Reportedly filmed by members of the Free Syrian Army, a group of insurgents formed primarily by civilians and army defectors, the video features a room filled with the bodies of dead children, supposedly from the Houla massacre. A man gestures to the camera in a wild rage, picking up the bodies of each of the children in a way that would be considered disrespectful if it were not for the outrage in his voice. He demands to know why the world is ignoring the crimes of Assad, and asks of the cameraman, “What did this child do? Why him?”, as he picks up and displays the mangled and bloodied bodies of just a few of the dozens of children that lay strewn across the ground.

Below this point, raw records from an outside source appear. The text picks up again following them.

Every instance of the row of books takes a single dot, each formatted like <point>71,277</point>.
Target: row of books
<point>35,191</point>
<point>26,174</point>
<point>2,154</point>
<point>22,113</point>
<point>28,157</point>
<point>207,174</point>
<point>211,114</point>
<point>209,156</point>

Several other videos show bodies being recovered from mass graves, as well as recordings of rooms full of dead and injured men, women and children.

The crisis has now reached a point where it is not even necessary to venture any claims regarding the perpetrators of massacres such as Houla. It is easy to establish an armchair opinion while we are fed immense amounts of information from the global media, where it is assumed Assad’s regime is purely at fault. However, wherever civilian casualties are this widespread and commonplace, whether the perpetrator is a government or a terrorist group is neither here nor there.

Social media, such as YouTube and Facebook have brought these atrocities to the forefront of a new generation. As those currently governing countries across the world begin handing power down to Generations Y and Z, the power of the internet will be truly realised. Never before have youths been so conscious of a global community – and never before has the world been such a small place. It will be fascinating to see how differently the world operates when it is run by those who know that they are part of a bigger picture.

This is not to say power will never be abused in the years ahead. It may well be the case that social media makes regimes of terror such as Assad’s all the more potent. In a world obsessed with immediate information, however, it is all about awareness, and it is only through awareness that Syria will be able to begin the long and arduous process towards normality.

Eleven countries including Australia, have now expelled Syrian diplomats from their shores. Whatever does lie ahead, the world is in a somewhat unprecedented state of outrage. There have been countless horrific events similar to the ones taking place in Syria throughout the course of human history – but the Syrian massacres come in a completely different context to a completely different global population. It can only be a good thing.